The victory of Mr. Hassan Rouhani in Iran’s presidential election held June 14 has surprised many people in and out of Iran. A moderate, Mr. Rouhani’s win will be seen as a repudiation of the hardline views of the current president, Mr. Mahmoud Ahmadinejad.

But while there is no doubt that the majority of Iranians have good reason to be unhappy with the current administration in Tehran, it is folly to think that the new president can radically change his country’s course.

Mr. Rouhani is a moderate relative to the other candidates, but he is no radical reformer. His win does not reflect a swing in the electorate so much as the inability of Iran’s conservatives to rally behind a single candidate.

He is a cleric, a former associate of Ayatollah Khomeini and a longtime member of Iran’s revolutionary movement, who has served in the Islamic Consultative Assembly since 1980. He led Iran’s nuclear negotiating team from 2003 to 2005, giving up the position after Mr. Ahmadinejad won the presidency.

His strident criticism of his predecessor’s policies have fueled hopes that he will moderate Iranian positions and prove to be a more centrist and reliable negotiating partner with whom the West can do business.

Mr. Rouhani’s win was a surprise. Going into the ballot, the leading candidate was Mr. Mohammad Bagher Ghalibaf, the mayor of Tehran, another hardliner, who ultimately won just 16.6 percent of the votes cast. He split the conservative vote with Mr. Saeed Jalili, Iran’s current nuclear negotiator, who polled 11.4 percent.

Their rivalry opened the door to Mr. Rouhani. He attracted moderate voters who sensed an opportunity for change given the divided conservative camp. Winning 50.7 percent of the ballots, Mr. Rouhani won an outright victory, avoiding a runoff.

Unlike the last ballot, which was marred by charges of fraud to ensure Mr. Ahmadinejad’s re-election and remains contested to this day, this election seemed free of controversy. Iranian election officials released the vote tally in regular updates, all of which showed a clear victory for Mr. Rouhani.

While the actual voting process appears to have been untainted, the list of candidates that voters were given was limited.
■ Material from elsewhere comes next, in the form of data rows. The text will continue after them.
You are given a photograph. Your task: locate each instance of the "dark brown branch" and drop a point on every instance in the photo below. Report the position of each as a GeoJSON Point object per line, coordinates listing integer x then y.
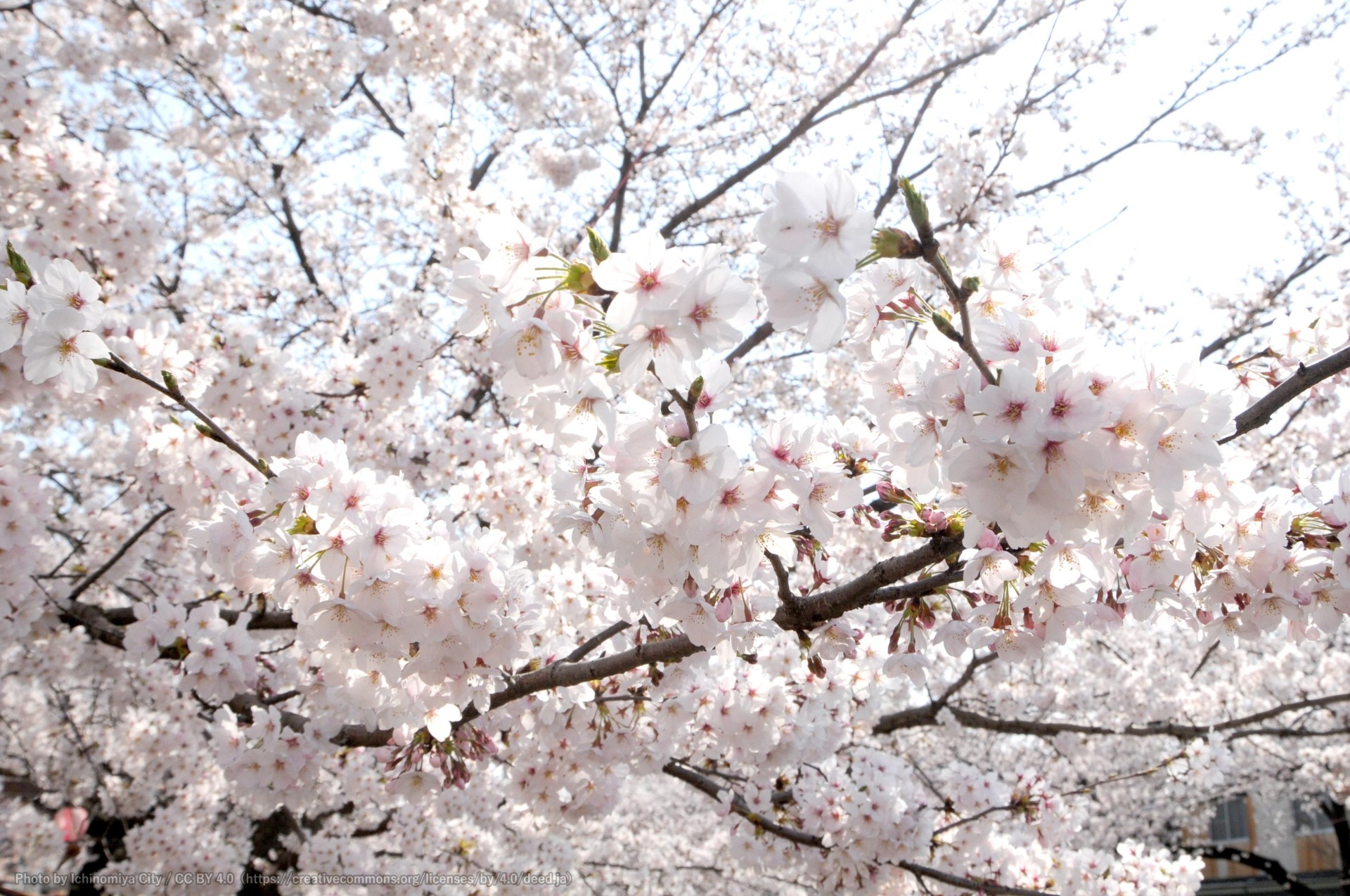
{"type": "Point", "coordinates": [713, 790]}
{"type": "Point", "coordinates": [98, 574]}
{"type": "Point", "coordinates": [1306, 265]}
{"type": "Point", "coordinates": [805, 124]}
{"type": "Point", "coordinates": [560, 675]}
{"type": "Point", "coordinates": [384, 114]}
{"type": "Point", "coordinates": [170, 389]}
{"type": "Point", "coordinates": [1303, 378]}
{"type": "Point", "coordinates": [967, 883]}
{"type": "Point", "coordinates": [808, 613]}
{"type": "Point", "coordinates": [760, 334]}
{"type": "Point", "coordinates": [1152, 729]}
{"type": "Point", "coordinates": [594, 642]}
{"type": "Point", "coordinates": [924, 715]}
{"type": "Point", "coordinates": [1275, 871]}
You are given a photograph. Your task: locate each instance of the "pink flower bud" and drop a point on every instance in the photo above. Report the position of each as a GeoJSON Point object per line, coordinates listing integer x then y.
{"type": "Point", "coordinates": [73, 822]}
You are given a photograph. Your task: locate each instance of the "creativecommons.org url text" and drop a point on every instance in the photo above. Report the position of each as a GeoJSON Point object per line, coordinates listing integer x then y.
{"type": "Point", "coordinates": [284, 878]}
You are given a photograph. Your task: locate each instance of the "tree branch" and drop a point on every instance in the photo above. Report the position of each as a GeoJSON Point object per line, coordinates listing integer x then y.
{"type": "Point", "coordinates": [1303, 378]}
{"type": "Point", "coordinates": [802, 614]}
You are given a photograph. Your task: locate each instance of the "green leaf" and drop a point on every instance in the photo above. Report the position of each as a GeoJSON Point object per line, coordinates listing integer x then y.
{"type": "Point", "coordinates": [20, 269]}
{"type": "Point", "coordinates": [205, 431]}
{"type": "Point", "coordinates": [695, 391]}
{"type": "Point", "coordinates": [598, 250]}
{"type": "Point", "coordinates": [944, 327]}
{"type": "Point", "coordinates": [304, 526]}
{"type": "Point", "coordinates": [917, 207]}
{"type": "Point", "coordinates": [609, 361]}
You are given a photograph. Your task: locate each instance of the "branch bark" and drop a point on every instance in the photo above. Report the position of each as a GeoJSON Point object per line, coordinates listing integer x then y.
{"type": "Point", "coordinates": [1303, 379]}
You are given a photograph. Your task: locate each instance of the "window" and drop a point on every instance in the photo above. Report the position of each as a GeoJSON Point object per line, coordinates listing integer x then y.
{"type": "Point", "coordinates": [1309, 817]}
{"type": "Point", "coordinates": [1230, 821]}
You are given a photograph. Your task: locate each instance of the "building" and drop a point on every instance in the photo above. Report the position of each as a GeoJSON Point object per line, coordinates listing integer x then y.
{"type": "Point", "coordinates": [1291, 831]}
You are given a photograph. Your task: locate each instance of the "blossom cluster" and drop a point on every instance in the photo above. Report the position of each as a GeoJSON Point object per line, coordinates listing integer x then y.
{"type": "Point", "coordinates": [53, 324]}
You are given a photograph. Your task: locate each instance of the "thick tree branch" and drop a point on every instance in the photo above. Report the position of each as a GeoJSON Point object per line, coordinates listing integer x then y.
{"type": "Point", "coordinates": [972, 720]}
{"type": "Point", "coordinates": [808, 613]}
{"type": "Point", "coordinates": [1303, 379]}
{"type": "Point", "coordinates": [1275, 871]}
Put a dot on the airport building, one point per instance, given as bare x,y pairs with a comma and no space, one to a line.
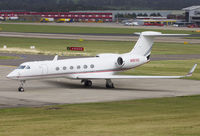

Real alternatives to the existing order in Iran were kept off the ballot. There are real limits to “free and fair” elections in Iran.

Nevertheless, the president-elect is widely viewed as a moderate pragmatist who rejects the extremism of his predecessor. After his victory was announced, he said he would seek to reduce tensions with the United States — usually referred to in Iran as “The Great Satan” — calling the relationship between Iran and the U.S. “an old wound, which must be healed.”

At the same time, he showed no inclination to move from the current administration’s position that there would be no direct talks between the two countries until Washington stopped interfering in Iran’s domestic politics, respected his country’s nuclear rights and lifted the crippling sanctions against Iran.

As a former nuclear negotiator, Mr. Rouhani knows well the key issues that stand between Iran and its full reintegration into the community of nations.

While promising more openness regarding Iran’s nuclear program — the West insists that Iran harbors nuclear weapons ambitions, a charge Tehran denies — he insisted, like Mr. Ahmadinejad, that Tehran would not suspend uranium enrichment efforts, a key stumbling block in nuclear negotiations.

When Mr. Rouhani led the nuclear negotiations he put a moratorium on the table; now, he says, “We have passed that period. We are now in a different situation.”

Still, the new president must ease the toll that sanctions have exacted on the Iranian economy and its people. Given the depth of the mistrust that exists between Iran and its interlocutors, this task will take real work; mere promises of transparency will not suffice.

Mr. Rouhani has also said he wants to improve relations with Iran’s neighbors. High on the list is Saudi Arabia, Iran’s regional rival. Both Shiite-majority Iran and Sunni Saudi Arabia contest for supremacy among Persian Gulf states, a struggle in which Riyadh is advantaged by the predominance of the Sunni faith in the Middle East.

This rivalry plays out across the region, but the consequences are being felt most acutely in Syria, where Tehran backs the government of Syrian President Bashar Assad and Hezbollah, a Shiite militia that is backing him. Saudi Arabia is backing the rebels. The result has been escalating bloodshed via proxies.

Support for fellow Shiites elsewhere in the Middle East is not just one of Tehran’s foreign policy maneuvers; it is a key element of Iran’s grand strategy. A change in the presidency is unlikely to bring about a change in that thinking.

Similar constraints exist for Mr. Rouhani elsewhere. Nuclear policy, for example, is set by supreme ruler Ayatollah Khamanei and others close to him. Mr. Rouhani’s room for maneuver may well be restricted to tactical adjustments.

Entrenched interests influence economic policy and may similarly constrict the new president. His election is a welcome development, but it does not mean that Iran is changing course.